Aller au contenu

Page:Bulwer-Lytton - Mon roman, 1887, tome 2.djvu/102

La bibliothèque libre.
Le texte de cette page a été corrigé et est conforme au fac-similé.


CHAPITRE XXX.

Le baron Lévy n’exécuta pas sa menace d’aller trouver Egerton le lendemain. Peut-être craignait-il de rencontrer de nouveau l’éclair de ce regard indigné. Et de fait, Egerton fut trop occupé toute la matinée pour vaquer à autre chose qu’aux affaires publiques ; Harley seul fut admis auprès de lui, il était accouru pour le consoler, l’encourager.

Lorsque la Chambre se rassembla de nouveau, on annonça que les ministres s’étaient retirés, et ne conservaient leurs portefeuilles qu’en attendant que leurs successeurs fussent nommés.
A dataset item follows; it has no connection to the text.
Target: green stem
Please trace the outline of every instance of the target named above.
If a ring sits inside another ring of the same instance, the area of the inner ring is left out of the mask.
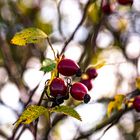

Mais déjà une réaction avait lieu en leur faveur, et lorsqu’il fut généralement connu que la nouvelle administration devait être composée d’hommes pour la plupart nouveaux aux affaires, la superstition publique, qui veut que le gouvernement soit comme un métier nécessitant un apprentissage régulier, commença à prévaloir, et l’on disait dans les clubs que le nouveau ministère ne pouvait durer, et qu’avant un mois l’ancien serait rétabli. Peut-être était-ce par cette raison que le baron Lévy n’avait pas jugé prudent d’aller offrir à Egerton ses vindicatives condoléances.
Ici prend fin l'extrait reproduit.